Old Dominion

Happy Endings

BY Anthony EastonPublished Aug 23, 2017

7
Happy Endings, the new Old Dominion record, begins with tight harmonies and handclaps. The lyrics to opener "No Such Thing as a Broken Heart" suggest that happiness might be taken literally, and between the words and the sounds, Happy Endings might, on the surface, seem like a country album about the usual things: family, or love, or Christmas. But the title is a double entendre, with the titular happy ending being closer to vice than virtue.
 
The vices are mostly cisgender/heterosexual desire, flitting between perversion and sentiment; good times sometimes flirting with misogyny.

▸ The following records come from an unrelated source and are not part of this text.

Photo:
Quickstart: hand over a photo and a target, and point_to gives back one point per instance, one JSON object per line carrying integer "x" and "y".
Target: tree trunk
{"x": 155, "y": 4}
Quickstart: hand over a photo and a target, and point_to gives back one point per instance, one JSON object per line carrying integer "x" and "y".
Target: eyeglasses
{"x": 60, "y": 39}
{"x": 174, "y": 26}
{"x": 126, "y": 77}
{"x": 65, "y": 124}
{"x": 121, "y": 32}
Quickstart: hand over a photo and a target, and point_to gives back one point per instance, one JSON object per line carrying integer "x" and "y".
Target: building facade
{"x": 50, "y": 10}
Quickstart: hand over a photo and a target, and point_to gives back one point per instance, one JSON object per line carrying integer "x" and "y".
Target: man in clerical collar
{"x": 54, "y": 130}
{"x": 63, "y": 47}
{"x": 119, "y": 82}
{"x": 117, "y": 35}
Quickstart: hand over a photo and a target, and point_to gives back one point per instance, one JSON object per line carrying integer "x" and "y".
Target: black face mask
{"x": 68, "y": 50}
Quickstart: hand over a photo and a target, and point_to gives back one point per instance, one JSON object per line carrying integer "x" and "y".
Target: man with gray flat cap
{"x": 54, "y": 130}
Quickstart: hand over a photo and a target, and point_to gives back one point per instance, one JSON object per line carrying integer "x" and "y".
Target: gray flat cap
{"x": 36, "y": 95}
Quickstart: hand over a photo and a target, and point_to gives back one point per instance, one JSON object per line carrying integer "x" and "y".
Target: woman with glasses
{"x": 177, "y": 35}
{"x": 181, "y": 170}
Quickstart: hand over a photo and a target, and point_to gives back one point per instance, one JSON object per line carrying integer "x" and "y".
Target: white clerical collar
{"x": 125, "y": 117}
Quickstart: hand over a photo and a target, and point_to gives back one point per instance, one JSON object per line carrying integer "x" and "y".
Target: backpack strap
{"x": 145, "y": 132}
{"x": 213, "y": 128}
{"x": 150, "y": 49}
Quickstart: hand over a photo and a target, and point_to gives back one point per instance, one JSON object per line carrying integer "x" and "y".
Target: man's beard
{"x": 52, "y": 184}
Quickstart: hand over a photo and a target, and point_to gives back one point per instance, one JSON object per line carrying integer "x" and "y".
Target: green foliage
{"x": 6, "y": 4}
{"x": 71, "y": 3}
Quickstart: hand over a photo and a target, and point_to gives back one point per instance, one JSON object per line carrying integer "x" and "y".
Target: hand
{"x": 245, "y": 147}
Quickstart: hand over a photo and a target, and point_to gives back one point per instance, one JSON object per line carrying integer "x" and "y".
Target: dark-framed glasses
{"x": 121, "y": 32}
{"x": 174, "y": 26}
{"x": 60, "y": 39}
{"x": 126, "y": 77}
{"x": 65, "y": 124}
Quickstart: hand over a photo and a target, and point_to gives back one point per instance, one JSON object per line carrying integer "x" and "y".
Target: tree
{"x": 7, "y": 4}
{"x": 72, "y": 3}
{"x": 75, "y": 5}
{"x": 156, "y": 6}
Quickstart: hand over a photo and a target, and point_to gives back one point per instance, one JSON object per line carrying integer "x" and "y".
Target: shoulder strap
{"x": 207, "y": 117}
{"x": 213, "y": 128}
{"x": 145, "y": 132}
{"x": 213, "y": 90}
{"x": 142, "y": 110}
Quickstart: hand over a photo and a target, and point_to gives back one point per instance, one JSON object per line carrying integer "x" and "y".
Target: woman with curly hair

Sometimes this happens in the course of one song: "Not Everything Is About You" rides swelling, oceanic, orgasmic guitars, but also tells an audience of listeners that he turned a woman onto Fleetwood Mac, and considering how many copies Rumours has sold, it's safe to assume no one needs to be turned onto Mac.
 
There's more discomfiting lyricism to be found in the reworking of feminist tropes as negging in "Go With Me"; it would be a mess, except for how the guitars explode into a percussive argument, more clever and more corporeal than the easily dismissed lyrics. (See also the failed extensive metaphors of "Girl as a Gun" and "Shoe Shopping," in which women are firearms and footwear, respectively.)
 
But, sometimes the details of being turned on are smart, loose and genuinely sexy. The tales of smoking dope and drinking tequila in a Mexican resort in "Hotel Key" are pure propulsion, while the processed R&B push of "New York City at Night argues for the urbane potential of country.
 
The music is smarter and hotter than the lyrics on Happy Endings, though the latter have the odd genius metaphor, too. Even as an anthropological exercise in redneck seduction, this is a fascinating album — maybe not brilliant, but fascinating.